It would be interesting to add something like this. I fiddled with this notion with respect to what would be required for mother nature to build a squasher for making neuralogical ANDs and ORs, and was able to get to some pretty nice approximations -- as long as you stay within the interval. Somewhere I actually worked out the math for this ... a problem arises because, to be useful, the AND etc needs some "gain" in the middle (i.e. a slope > 1) but the more gain you put in the more difficult the design becomes. For an OR you need a range of -0.25 to +2.25 (i.e. if inputs are "a" and "b" that vary from 0 to 1, add them and squash their sum back to approximately 0 or 1). The first hack starts out with the odd function y = 1*(x-0.5) + 0.5 (just a straight line shifted to the right: yielding (0,0), (1,1) ). This clearly won't work. The trick then is to feedback a certain amount of x2 to give you some "gain", etc, etc. As I remember this works best if it goes through two iterations. I'm working from memory here... bill Wvbailey (talk) 17:18, 13 January 2008 (UTC)

This is nice! Actually you can generalize it

${\displaystyle f(x)=ax^{b}-(a-1)x^{\frac {ab}{a-1}},\quad x\in [0,1]}$

You assure that f(0)=0, f(1)=1 and that f'(0)=f'(1)=0. By playing around with a and b you can get different shapes to suit you Juancentro (talk) 23:36, 18 April 2013 (UTC)

## Derivative Clarification

I'm pretty sure that not all sigmoid functions have the derivative:

${\displaystyle {\frac {dP}{dt}}=P(1-P).}$

Perhaps a minor clarification would be in order. —Preceding unsigned comment added by 128.111.110.55 (talk) 02:12, 11 December 2007 (UTC)

This formula is only for ${\displaystyle 1/(1-exp(-x))}$ tanh for example has a derivative of 1-tanh^2. This is also confusing as f(...) can be mistaken for applying function f to (...) where in this case it means the result of multiplying function f with 1-f. dP/df = (P)*(1-P) would be clearer.
Jfmiller28 (talk) 23:09, 2 January 2008 (UTC)

${\displaystyle 1/(1-exp(-x))}$ is not even the special case of the logistic function mentioned in the text. How the reader could know what function the formula applies to. This part of the text is very confusing.130.234.198.85 (talk) 14:36, 7 January 2008 (UTC)

## Are some of the sections talking about the logistic?

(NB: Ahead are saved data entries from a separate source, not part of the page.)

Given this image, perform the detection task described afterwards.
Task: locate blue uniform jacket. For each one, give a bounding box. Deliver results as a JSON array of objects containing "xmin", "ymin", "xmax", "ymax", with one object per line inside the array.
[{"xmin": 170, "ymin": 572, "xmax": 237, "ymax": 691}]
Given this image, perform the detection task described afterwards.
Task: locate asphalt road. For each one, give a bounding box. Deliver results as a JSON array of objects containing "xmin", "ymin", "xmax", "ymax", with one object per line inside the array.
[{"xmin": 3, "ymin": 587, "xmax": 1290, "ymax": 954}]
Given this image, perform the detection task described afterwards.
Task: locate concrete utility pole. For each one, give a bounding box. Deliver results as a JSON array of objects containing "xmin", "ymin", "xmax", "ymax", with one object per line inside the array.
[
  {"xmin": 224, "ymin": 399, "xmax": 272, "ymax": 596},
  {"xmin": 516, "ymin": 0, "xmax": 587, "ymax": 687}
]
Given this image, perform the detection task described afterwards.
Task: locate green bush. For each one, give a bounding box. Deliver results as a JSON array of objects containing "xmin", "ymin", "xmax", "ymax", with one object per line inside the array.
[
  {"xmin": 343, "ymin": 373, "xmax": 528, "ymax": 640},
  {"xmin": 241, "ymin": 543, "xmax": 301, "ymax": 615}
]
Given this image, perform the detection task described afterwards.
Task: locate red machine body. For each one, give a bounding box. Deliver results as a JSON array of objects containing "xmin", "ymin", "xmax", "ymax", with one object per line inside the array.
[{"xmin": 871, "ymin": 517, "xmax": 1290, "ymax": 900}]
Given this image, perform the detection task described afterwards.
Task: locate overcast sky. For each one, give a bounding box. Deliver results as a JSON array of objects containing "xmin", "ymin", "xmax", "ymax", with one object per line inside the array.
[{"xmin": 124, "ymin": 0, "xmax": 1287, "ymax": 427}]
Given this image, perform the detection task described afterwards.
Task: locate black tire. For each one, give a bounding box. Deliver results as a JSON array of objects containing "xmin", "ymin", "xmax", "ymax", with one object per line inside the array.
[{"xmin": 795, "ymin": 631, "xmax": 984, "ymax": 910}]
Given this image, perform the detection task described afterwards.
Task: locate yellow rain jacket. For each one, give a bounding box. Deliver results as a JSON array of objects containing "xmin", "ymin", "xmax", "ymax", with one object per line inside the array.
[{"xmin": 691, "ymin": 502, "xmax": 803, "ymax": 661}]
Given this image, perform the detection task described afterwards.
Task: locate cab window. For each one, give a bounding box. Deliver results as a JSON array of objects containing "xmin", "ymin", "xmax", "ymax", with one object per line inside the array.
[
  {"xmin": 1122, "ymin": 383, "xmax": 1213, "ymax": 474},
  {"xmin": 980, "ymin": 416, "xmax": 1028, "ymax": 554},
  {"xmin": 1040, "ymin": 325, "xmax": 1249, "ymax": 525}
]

• My text by Mitchell, which I listed on the article page (the only reference, BTW), equates the two:
"σ(y) = 1/(1+e-y)
"σ is often called the signmod function or, alternately, the logistic function. Note that its output ranges between 0 and 1 .... Because it it maps a very large input domain to a small range of outputs, it is often referred to as the squashing function of the unit [cf Figure 4.6 The sigmoid threshold unit; in this drawing, σ(y) = 1/(1+e-net), where net = Σ0i(wi*xi) and wi is the ith weight for the ith input xi and x0 is a constant -- x0 is important(!)]. The sigmoid function has the useful property that its derivative is easily expressed in terms of its output..." (Mitchell 1997:96-97)
My guess is writers who distinguish between the two are (needlessly) splitting the hare (hair) and using two different names for the same function depending on where it is used. "Logistic" would seem to come from "logic" i.e. having 1 and 0 outcomes only; "Sigmoid" because of its shape as in "sigmoidoscopy". Anyway, as this is wikipedia and we need sources to back up our claims, mine says they are the same thing. Bill Wvbailey (talk) 15:07, 30 May 2008 (UTC)

## External link to Logistic Function implementation in Excel should be maintained

A sigmoid curve is produced by a mathematical function having an "S" shape —Preceding unsigned comment added by 220.225.131.157 (talk) 04:16, 12 April 2010 (UTC)

## Sigmoid and sigmoidal

the following is called a "sigmoidal function" in another article:

σ${\displaystyle (x)=2/(1+e^{-ax})-1}$

Is ok to create a sigmoidal function redirect to this article? Or are they different things? walk victor falk talk 02:16, 15 February 2011 (UTC)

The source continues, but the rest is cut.